Numerical analysis of the impact of water temperature setpoint and energy strategies on indoor pool performance

TL;DR

This study analyzes how water temperature setpoints and energy strategies affect indoor pool energy use, identifying key phenomena like evaporation and testing strategies that can reduce energy consumption by up to 17%.

Contribution

It introduces a phenomenological steady-state model and evaluates two energy-saving strategies for indoor pools, including night setback and thermal solar panel optimization.

Findings

Night setback with precise restart yields 4% energy savings.

Overheating pool water by 1°C can save up to 17% energy.

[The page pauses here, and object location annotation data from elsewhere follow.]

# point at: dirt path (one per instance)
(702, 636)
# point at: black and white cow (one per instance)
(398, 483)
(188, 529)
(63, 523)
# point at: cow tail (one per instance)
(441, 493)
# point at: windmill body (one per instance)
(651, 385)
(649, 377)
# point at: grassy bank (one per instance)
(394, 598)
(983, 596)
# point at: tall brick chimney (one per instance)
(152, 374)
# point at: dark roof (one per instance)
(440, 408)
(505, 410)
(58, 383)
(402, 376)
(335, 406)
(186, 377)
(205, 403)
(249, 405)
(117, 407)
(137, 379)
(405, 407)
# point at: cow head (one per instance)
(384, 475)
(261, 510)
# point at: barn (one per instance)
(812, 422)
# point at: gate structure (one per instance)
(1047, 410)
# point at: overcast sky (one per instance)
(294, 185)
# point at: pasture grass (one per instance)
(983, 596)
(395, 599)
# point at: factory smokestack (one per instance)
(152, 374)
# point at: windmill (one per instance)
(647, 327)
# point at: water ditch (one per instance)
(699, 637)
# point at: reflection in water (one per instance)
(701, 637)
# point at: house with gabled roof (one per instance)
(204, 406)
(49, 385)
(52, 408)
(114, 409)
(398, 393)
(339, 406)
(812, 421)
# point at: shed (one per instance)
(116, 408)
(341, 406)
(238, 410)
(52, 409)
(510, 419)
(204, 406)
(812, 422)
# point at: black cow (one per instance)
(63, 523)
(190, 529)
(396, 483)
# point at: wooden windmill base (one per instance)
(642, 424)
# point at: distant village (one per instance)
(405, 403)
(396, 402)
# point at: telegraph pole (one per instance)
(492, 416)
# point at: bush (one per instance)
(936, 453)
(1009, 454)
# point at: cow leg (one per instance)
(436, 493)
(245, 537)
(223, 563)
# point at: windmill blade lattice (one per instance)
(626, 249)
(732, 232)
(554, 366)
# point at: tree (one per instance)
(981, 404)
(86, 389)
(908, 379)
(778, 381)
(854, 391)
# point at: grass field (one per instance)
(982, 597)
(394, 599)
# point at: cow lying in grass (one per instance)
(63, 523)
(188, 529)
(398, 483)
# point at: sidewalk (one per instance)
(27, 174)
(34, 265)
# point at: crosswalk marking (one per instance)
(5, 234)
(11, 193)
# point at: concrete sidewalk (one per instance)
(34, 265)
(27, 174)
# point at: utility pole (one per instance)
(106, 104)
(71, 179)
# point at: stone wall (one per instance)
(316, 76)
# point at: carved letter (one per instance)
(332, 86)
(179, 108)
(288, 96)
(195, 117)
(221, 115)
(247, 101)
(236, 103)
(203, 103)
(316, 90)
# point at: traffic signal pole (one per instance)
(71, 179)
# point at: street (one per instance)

Evaporation and dewpoint are key factors influencing energy use.

Abstract

Indoor swimming pools (ISPs) consume significant amounts of electrical and thermal energy to ensure the heating of water and air, ventilation, and maintaining adequate humidity levels. This is measured in GWh per year for large installations, such as Olympic swimming pools (SPs). In this paper, the problem is initially addressed using a phenomenological approach at steady state of the air-water coupling, based on a real case study. The aim is to identify the key phenomena and the constraints that are the most sensitive, including those related to water and air quality management. A key action lever is found in evaporation, and more specifically, water temperature and the indoor dewpoint temperature, which act as its precursors. In a second step, two different strategies were tested to reduce energy consumption for water heating. It was determined that a strategy which incorporates night setback in conjunction with a precise restart time yields a maximum gain of 4%. The second strategy aims to enhance the energy recovery of thermal solar panels by enabling slight overheating of the pool. Its large volume provides effective energy storage, with estimated energy savings of up to 17% for a 1___ C overheating. This strategy appears to be a viable option, as it is straightforward to implement. However, the impact of water overheating on the energy consumption of AHU still needs to be analyzed and managed.